Sn-3.0Ag-0.5Cu/OSP solder joints assembled using multi-wavelength light

We compared the properties of solder joints formed between the Sn-3.0Ag-0.5Cu (SAC305) solder and an organic solderability preservative (OSP)-coated substrate using different energy sources, such as air convection, infrared radiation, and multi-wavelength light. In conventional reflow soldering, the processing time can be lengthy because air convection is used to melt the solder, resulting in a coarse microstructure and thick intermetallic compound (IMC) layer.

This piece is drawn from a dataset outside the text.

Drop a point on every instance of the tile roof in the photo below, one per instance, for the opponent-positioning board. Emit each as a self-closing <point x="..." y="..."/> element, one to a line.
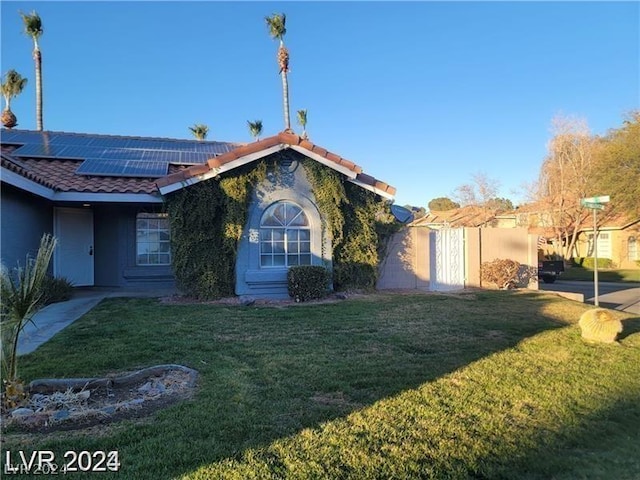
<point x="469" y="216"/>
<point x="60" y="175"/>
<point x="282" y="139"/>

Laser soldering locally irradiates the solder with infrared radiation for a short time, whereas intense pulsed light (IPL) soldering uses multiwavelength light from Xe lamps to melt the solder through the photothermal effect, resulting in a short processing time. Consequently, immediately after laser and IPL soldering, the microstructure of the solder is fine and the IMC layer is thin. Isothermal aging treatment was performed at 150 °C for up to 1500 h to analyze the correlations between the solder microstructure, bonded interface, and mechanical reliability of joints. The thickness of the IMC layer increased with aging time. Moreover, ductile fractures in the solder bulk were observed in all the solder joints after aging. Immediately after soldering, the shear strength decreased in the following order: IPL > laser > reflow. During aging, the mechanical strength of the joint decreased because of solder softening and IMC layer growth. However, IPL soldering consistently maintained a high shear strength without a major reduction. IPL soldering is characterized by a short processing time, high energy efficiency, and excellent mechanical reliability of solder joints, making it a promising alternative to conventional reflow soldering.